N'oublions pas que les succès de notre pays ne sont pas uniquement le fait d'une forte croissance, mais également le fruit d'un ferme engagement envers des valeurs durables: la sollicitude, la compassion, la conviction que la prospérité née de la croissance économique doit être partagée équitablement.

Pour cette raison, la première annonce faite dans le premier budget du XXIe siècle c'est que nous allons accroître le financement pour l'enseignement postsecondaire et la santé. Ce sont les principales priorités des Canadiens et ce sont les nôtres.

Honorables sénateurs, le gouvernement fédéral transfère environ 40 milliards de dollars par année aux provinces et territoires par l'entremise de trois grands programmes pour les aider à assurer des services essentiels aux Canadiens. Le plus important de ces programmes est le TCSPS qui finance les soins de santé, l'enseignement postsecondaire, l'aide sociale et les services sociaux, sous la forme de fonds et de transferts de points d'impôt. Le programme de péréquation permet aux provinces moins bien nanties d'offrir des services publics comparables à ceux offerts dans d'autres régions du pays. Le troisième programme - la formule de financement des territoires - concerne les services publics dans le Nord.

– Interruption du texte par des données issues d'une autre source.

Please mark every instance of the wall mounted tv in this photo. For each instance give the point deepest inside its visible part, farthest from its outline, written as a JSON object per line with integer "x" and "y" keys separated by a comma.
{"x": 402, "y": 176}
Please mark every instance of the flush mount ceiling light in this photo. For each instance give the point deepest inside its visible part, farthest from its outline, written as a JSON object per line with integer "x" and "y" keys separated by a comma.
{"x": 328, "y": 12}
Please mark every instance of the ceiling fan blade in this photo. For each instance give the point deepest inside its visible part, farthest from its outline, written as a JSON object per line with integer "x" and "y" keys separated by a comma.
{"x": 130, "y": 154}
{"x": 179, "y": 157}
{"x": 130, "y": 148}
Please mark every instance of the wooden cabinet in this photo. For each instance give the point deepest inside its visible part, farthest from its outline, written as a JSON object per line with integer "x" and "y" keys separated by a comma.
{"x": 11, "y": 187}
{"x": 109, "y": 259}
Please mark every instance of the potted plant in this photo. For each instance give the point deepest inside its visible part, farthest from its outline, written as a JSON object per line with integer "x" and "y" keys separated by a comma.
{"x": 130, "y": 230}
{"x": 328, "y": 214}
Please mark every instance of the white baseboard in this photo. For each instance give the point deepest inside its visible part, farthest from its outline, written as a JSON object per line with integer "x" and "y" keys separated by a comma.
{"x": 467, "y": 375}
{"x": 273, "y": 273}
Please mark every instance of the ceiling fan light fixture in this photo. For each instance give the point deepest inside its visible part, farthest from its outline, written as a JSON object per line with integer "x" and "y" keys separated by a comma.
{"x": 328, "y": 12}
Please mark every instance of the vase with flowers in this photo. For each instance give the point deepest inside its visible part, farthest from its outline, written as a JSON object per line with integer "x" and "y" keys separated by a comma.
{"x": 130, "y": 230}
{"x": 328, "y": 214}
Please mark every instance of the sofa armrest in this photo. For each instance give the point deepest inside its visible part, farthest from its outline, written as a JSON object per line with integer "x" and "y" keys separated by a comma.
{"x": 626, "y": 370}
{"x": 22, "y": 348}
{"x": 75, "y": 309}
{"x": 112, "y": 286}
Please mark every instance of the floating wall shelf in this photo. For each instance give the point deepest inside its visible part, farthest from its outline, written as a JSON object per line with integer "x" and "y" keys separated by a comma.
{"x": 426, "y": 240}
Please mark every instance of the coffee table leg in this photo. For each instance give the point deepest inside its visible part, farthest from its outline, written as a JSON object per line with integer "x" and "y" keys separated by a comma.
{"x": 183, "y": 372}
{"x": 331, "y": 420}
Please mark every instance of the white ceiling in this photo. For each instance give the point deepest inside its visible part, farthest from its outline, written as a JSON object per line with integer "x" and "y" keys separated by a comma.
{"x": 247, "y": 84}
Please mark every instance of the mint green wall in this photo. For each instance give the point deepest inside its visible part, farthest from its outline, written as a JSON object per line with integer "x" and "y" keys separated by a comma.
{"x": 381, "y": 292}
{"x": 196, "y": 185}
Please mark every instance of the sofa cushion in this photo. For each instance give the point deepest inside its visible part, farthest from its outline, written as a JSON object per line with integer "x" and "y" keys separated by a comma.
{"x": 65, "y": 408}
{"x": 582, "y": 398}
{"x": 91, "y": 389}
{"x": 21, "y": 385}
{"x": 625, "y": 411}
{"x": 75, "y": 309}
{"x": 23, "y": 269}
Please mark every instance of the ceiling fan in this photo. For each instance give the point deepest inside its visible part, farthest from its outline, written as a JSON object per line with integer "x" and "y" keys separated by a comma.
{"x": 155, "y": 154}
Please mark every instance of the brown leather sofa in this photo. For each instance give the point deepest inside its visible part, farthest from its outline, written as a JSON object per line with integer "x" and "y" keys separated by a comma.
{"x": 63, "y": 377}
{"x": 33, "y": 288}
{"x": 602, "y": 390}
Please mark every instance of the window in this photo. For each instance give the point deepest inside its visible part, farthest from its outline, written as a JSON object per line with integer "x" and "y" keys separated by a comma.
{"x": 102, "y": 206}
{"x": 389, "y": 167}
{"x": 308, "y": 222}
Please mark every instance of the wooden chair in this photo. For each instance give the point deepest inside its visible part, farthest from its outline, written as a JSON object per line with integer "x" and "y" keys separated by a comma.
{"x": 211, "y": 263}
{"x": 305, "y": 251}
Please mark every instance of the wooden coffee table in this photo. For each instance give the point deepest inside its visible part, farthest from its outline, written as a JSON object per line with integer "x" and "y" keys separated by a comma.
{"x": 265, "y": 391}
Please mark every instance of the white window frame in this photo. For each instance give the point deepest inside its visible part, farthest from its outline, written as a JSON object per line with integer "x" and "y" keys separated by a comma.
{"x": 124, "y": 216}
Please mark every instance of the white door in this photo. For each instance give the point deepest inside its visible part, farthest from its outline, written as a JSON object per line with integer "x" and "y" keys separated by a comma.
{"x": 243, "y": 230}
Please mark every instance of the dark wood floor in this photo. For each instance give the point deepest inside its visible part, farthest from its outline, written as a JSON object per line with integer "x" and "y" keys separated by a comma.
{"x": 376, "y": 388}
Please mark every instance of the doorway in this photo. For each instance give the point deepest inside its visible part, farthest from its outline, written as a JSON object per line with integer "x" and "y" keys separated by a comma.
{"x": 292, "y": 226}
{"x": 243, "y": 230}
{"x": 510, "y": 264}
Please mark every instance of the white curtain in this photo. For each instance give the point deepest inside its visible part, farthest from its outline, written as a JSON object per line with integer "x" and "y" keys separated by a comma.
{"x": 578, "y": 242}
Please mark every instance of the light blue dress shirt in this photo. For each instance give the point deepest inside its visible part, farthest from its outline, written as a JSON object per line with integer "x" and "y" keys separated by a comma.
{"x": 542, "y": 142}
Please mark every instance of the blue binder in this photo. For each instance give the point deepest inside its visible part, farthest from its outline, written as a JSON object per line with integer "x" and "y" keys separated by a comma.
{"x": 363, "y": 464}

Le budget de l'an 2000 annonçait l'octroi de fonds accrus au titre du TCSPS. C'est la quatrième fois que le gouvernement fédéral renforce les paiements de transfert versés aux provinces au titre du TCSPS. Les augmentations antérieures remontent aux budgets de 1996, 1998 et 1999. À titre d'exemple, au seul chapitre de la santé, le budget de 1999 prévoyait le plus gros investissement jamais consenti depuis que le gouvernement est au pouvoir, soit 11,5 milliards de dollars.

Honorables sénateurs, la mesure législative dont nous discutons aujourd'hui modifie la Loi sur les arrangements fiscaux entre le gouvernement fédéral et les provinces en vue d'autoriser le paiement des 2,5 milliards de dollars supplémentaires affectés au TCSPS dans le budget de l'an 2000 aux fins des soins de santé et de l'éducation post-secondaire. Ce supplément sera distribué aux provinces et territoires en fonction du nombre d'habitants et versé dans une fiducie dans laquelle pourront puiser les provinces sur une période de quatre ans à compter de l'adoption du projet de loi C-32.

Grâce à cette mesure et à celle du budget de 1999, la composante en espèces du TCSPS atteindra 15,5 milliards de dollars au cours de chacune des quatre prochaines années, soit une hausse de 25 p. 100 par rapport au niveau de 1998-1999. Cette mesure doit être mise en 9uvre rapidement afin que cet argent dont on a grandement besoin soit affecté dans les meilleurs délais au système de santé en vue de satisfaire aux besoins pressants des Canadiens.

Une autre mesure dont la mise en place ne saurait tarder a trait au Programme canadien de prêts aux étudiants. Depuis 1994, ce programme a aidé chaque année plus de 350 000 étudiants canadiens dans le besoin à accéder à une éducation post-secondaire. Jusqu'à maintenant, le programme a été administré et appliqué au nom du gouvernement fédéral par des institutions financières. Toutefois, cette entente arrive à expiration le 31 juillet. Le projet de loi C-32 voit à ce que de l'argent soit mis à la disposition des étudiants emprunteurs après cette date et à ce qu'il n'y ait pas d'interruption de service.

Je veux donner aux honorables sénateurs et aux étudiants l'assurance qu'aucun changement important ne sera apporté au programme. Les étudiants ayant déjà consolidé leurs emprunts et commencé à les rembourser ne seront absolument pas affectés. Cette mesure doit également être adoptée sans délai afin que le nouveau programme soit en place le 1er août pour les étudiants qui ont besoin d'aide financière au cours de l'année scolaire 2000-2001.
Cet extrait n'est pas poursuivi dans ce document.